2. The method of claim 1, wherein c) comprises predicting the lost frame data by forward prediction from the good frame data just before the lost frame and bounding the prediction results by the result of backward prediction.

3. The method of claim 1, wherein c) comprises predicting the lost frame data by backward prediction from the good frame data just after the lost frame and bounding the prediction result by the result of forward prediction.

4. The method of claim 1, wherein when the frames are consecutively lost, the respective lost frames are sequentially reconstructed by using the frame data closest the lost frame from good frame data before and after the lost frame.

5. In a packet loss concealing device for reconstructing the lost speech signals, a packet loss concealing device for a VoIP (voice over Internet protocol) system comprising:

a playout buffer for storing arrived frame data, transmitting the frame data to a decoder at a predefined time interval, and transmitting the data and time information of the closest frame to the lost frame;

a decoder for reconstructing speech signals according to the received frame type (bad or good frame), and predicting the lost frame data by using the frame data adjacent the lost frame from the good frame data before and after the frame loss; and

a BFI (bas frame indicator) for representing whether a frame loss occurs.

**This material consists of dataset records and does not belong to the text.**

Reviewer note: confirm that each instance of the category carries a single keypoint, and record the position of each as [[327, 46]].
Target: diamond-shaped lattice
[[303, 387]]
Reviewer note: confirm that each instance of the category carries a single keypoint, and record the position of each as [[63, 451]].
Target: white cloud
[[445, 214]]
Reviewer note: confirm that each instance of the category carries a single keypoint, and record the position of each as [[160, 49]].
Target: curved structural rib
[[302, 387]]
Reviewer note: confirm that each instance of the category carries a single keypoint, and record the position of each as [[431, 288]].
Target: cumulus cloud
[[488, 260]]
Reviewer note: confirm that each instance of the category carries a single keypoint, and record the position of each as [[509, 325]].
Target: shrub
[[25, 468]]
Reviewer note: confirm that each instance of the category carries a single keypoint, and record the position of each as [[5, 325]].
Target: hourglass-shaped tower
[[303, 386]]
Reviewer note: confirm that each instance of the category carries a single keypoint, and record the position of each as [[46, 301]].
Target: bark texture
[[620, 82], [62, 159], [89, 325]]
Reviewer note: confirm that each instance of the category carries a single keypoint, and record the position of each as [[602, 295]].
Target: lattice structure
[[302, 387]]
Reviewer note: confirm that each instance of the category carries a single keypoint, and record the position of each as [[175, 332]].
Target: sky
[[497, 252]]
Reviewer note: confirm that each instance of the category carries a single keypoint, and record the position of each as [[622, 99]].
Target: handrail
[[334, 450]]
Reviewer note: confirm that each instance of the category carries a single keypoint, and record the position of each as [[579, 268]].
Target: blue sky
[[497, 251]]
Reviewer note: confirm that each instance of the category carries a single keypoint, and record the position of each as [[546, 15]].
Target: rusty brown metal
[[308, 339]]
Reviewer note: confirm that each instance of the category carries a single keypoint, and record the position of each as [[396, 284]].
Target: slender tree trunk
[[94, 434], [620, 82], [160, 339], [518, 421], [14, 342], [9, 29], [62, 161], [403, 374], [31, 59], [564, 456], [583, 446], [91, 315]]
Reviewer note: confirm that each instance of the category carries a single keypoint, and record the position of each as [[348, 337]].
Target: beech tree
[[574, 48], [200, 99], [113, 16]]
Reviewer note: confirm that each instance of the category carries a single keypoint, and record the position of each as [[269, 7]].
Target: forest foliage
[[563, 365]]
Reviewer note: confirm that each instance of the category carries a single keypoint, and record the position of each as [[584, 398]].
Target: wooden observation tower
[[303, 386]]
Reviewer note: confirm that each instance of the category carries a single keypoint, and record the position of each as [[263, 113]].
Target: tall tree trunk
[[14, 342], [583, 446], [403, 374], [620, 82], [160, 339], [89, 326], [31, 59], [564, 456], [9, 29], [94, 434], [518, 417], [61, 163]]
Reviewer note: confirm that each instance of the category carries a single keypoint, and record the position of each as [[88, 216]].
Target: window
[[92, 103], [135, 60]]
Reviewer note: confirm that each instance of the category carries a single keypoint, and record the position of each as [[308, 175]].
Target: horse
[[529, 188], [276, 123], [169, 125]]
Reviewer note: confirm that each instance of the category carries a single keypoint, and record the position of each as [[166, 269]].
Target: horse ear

6. The device of claim 5, wherein the decoder comprises:

a decoding module for reconstructing good frame data; and

a packet loss concealment module for reconstructing the speech signal of the lost frame, receiving good frame data just before and after the lost frame from playout buffer, selecting a frame closest to the lost frame, predicting the lost frame data by combing forward and backward prediction, and reconstructing speech signals.